Mi cuerpo se fue desarrollando de modo que cada vez tenía que andar más encorvado en el cuartito y atravesaba con dificultad el orificio. Con varios años más encima dejé de recurrir a la fantasía de que vivía con unos enanos para no sentirme solo. En realidad había pasado mi infancia habitando el cubículo en soledad, pero lo compensaban las comidas de mi abuela y ver a mis abuelos por las noches. Hubo un momento en que la abuela dejó de preparar sus ricos potajes y ya no dormía al lado del abuelo. Durante esa época lloré mucho porque había perdido a uno de los seres que más quería.

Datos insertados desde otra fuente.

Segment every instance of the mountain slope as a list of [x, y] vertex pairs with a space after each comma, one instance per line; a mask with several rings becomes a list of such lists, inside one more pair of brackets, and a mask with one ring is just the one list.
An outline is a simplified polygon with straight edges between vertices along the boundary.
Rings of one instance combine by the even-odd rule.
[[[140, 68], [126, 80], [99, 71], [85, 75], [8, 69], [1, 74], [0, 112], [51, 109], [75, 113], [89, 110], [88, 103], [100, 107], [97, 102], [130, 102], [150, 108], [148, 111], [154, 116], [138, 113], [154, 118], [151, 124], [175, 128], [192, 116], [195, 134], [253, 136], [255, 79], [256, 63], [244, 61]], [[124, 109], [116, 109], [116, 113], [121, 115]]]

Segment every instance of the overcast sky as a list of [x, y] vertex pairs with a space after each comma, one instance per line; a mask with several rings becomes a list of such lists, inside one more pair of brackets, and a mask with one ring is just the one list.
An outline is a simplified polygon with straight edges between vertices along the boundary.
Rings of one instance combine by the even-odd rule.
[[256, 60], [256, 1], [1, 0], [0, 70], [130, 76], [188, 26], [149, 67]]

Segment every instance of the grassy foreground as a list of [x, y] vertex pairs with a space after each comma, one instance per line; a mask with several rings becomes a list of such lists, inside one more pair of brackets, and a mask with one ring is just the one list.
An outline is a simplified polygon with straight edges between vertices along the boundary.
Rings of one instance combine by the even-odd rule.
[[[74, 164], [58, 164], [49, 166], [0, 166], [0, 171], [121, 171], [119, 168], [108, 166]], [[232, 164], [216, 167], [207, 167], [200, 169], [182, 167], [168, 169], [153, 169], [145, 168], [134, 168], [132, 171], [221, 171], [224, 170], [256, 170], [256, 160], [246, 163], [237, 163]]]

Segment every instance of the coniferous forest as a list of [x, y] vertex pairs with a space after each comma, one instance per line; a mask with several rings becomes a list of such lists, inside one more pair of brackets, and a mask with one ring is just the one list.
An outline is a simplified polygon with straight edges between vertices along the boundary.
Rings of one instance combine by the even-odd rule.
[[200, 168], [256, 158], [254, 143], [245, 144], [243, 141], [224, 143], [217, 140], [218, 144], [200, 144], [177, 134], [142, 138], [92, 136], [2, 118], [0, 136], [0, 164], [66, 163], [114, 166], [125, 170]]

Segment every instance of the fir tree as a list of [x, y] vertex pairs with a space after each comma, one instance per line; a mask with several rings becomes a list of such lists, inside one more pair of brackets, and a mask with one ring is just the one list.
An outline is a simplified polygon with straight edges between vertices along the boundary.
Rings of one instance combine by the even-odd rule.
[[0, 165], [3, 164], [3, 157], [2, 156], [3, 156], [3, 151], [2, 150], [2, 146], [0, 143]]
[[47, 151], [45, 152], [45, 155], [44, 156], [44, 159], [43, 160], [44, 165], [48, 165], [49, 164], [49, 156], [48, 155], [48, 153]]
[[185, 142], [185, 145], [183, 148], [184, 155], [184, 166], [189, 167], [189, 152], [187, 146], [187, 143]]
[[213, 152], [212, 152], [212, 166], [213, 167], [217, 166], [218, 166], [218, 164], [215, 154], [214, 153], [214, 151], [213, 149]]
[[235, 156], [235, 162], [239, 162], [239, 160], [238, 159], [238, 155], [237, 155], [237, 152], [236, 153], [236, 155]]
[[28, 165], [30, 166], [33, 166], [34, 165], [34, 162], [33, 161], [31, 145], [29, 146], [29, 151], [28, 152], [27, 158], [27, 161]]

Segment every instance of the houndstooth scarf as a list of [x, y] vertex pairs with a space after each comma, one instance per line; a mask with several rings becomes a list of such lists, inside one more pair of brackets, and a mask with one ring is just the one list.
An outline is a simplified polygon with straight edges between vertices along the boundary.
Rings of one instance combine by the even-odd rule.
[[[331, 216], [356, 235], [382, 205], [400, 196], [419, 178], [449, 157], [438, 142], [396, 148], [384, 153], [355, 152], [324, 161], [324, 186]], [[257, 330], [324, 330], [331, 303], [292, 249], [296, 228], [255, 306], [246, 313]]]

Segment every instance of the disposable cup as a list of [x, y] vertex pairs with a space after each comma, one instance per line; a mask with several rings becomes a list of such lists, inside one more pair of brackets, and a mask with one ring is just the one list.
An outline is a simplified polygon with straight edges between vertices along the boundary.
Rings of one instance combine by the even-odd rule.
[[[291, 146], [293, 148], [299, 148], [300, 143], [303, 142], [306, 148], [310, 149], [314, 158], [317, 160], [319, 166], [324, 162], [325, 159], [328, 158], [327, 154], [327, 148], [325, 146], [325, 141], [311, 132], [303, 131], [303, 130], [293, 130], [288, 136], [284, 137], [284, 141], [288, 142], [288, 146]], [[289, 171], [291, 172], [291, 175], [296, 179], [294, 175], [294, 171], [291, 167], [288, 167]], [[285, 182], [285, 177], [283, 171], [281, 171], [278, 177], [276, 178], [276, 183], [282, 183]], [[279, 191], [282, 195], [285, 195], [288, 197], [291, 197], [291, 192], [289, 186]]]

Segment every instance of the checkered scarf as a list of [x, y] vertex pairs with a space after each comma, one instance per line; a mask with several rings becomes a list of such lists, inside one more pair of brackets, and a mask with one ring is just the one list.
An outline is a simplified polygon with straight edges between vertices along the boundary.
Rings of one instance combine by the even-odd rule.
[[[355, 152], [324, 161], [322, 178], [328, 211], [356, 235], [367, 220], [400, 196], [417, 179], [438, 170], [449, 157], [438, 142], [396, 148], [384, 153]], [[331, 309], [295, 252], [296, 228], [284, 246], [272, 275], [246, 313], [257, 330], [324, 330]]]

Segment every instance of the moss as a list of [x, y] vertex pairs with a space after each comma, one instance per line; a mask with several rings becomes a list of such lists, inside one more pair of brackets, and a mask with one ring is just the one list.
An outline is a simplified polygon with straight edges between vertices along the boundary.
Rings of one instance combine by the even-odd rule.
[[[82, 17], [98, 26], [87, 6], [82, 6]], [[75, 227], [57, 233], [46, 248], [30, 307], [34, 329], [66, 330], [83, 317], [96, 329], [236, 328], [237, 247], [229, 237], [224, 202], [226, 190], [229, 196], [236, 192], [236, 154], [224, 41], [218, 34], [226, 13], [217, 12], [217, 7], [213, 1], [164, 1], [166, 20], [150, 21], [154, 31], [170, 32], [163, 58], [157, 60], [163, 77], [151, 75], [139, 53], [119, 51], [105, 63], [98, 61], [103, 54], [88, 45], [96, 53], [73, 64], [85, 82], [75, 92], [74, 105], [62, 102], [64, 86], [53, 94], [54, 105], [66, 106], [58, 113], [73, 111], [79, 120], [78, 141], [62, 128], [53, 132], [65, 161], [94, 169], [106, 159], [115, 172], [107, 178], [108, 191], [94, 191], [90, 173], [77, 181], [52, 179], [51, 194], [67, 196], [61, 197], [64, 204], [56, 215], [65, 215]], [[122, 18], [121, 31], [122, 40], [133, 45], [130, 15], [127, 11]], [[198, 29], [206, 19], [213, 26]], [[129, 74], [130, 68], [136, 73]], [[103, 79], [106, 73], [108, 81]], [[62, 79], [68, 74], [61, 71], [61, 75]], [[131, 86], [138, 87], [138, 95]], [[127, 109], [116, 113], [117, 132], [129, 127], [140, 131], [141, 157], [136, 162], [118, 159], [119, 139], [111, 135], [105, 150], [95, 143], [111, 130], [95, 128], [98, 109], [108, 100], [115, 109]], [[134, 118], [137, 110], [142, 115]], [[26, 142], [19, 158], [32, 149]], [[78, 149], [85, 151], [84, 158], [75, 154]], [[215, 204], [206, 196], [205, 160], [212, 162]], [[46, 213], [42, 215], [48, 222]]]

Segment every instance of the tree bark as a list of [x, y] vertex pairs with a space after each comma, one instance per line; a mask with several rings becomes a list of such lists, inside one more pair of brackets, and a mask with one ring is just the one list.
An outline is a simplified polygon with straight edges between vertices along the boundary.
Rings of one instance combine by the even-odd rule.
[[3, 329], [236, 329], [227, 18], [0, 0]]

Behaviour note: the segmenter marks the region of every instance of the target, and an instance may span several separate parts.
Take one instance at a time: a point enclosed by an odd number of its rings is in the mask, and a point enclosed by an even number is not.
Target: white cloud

El abuelo se inquietaba cuando dormía y hablaba a su mujer en sueños, "no te vayas tan pronto con Dios, quédate a mi vera un poquito más, vida mía". Una hermana de mi abuelo acudía a hacerle comida para varios días, pero el anciano apenas probaba bocado pues dejaba casi entera las viandas y se había convertido en un viejo enjuto y cascarrabias que hablaba solo o se imaginaba que mantenía un diálogo con la abuela. "Sí que debe haber ratones, Manuela, no te presté atención en su momento pero ahora comprendo que tenías razón porque devoran toda la comida, ¡si yo apenas me la tomo!", el anciano no encontraba otra explicación ante el frigorífico vacío.  La comida de mi tía abuela no era tan rica como la de la abuela pero mi apetito aumentaba y mi cuerpo se ensanchaba cada vez más.
Un día en que me quedé encajado entrando en el agujero y mi trabajo me costó traspasarlo, medité muy seriamente en el cubículo sobre el futuro. Tenía mucho miedo a que se diera el caso de que me quedara atrapado en el interior del habitáculo sin ninguna posibilidad de salir, de modo que la única opción era dar la cara y contar la verdad. Di un vistazo al habitáculo, numerosos libros y revistas con los que fui perfeccionando la lectura y la escritura se hallaban en un rincón. También había mantas y un viejo colchón que encontré en el desván, seguramente echaría de menos aquella guarida.  Me angustiaba preguntarme qué pensarían mis padres de mí, sobre todo mi abuelo, ellos me creían desaparecido todo este tiempo, probablemente se enfadarían bastante conmigo cuando lo aclarara todo. Al menos, ya era lo suficientemente mayor para decidir con quién quería vivir, ahora mis padres no podrían separarme tan fácilmente de mi abuelo y el anciano necesitaba una compañía que yo estaba dispuesto a procurarle. Intentaría cuidar a mi abuelo tan bien como hizo su mujer. Ahora el problema se hallaba en salir, esperaba no quedarme aprisionado en el agujero. Con esfuerzo pude escapar al exterior, me puse en pie jadeante y abandoné la despensa. Mi abuelo, que estaba en la cocina sirviéndose un vino tinto, giró la cabeza al verme llegar como si no diera crédito a lo que veía. "¡Braulio!", exclamó dejando caer el vaso, se hincó de rodillas en el suelo y se hizo la señal de la cruz. Más tarde supe que me había confundido con su hermano, un republicano que murió a manos de los nacionales durante la Guerra Civil, tal era mi parecido con éste. Mi abuelo creyó que yo era el alma de su hermano que le anunciaba que había llegado la hora de descansar junto a él.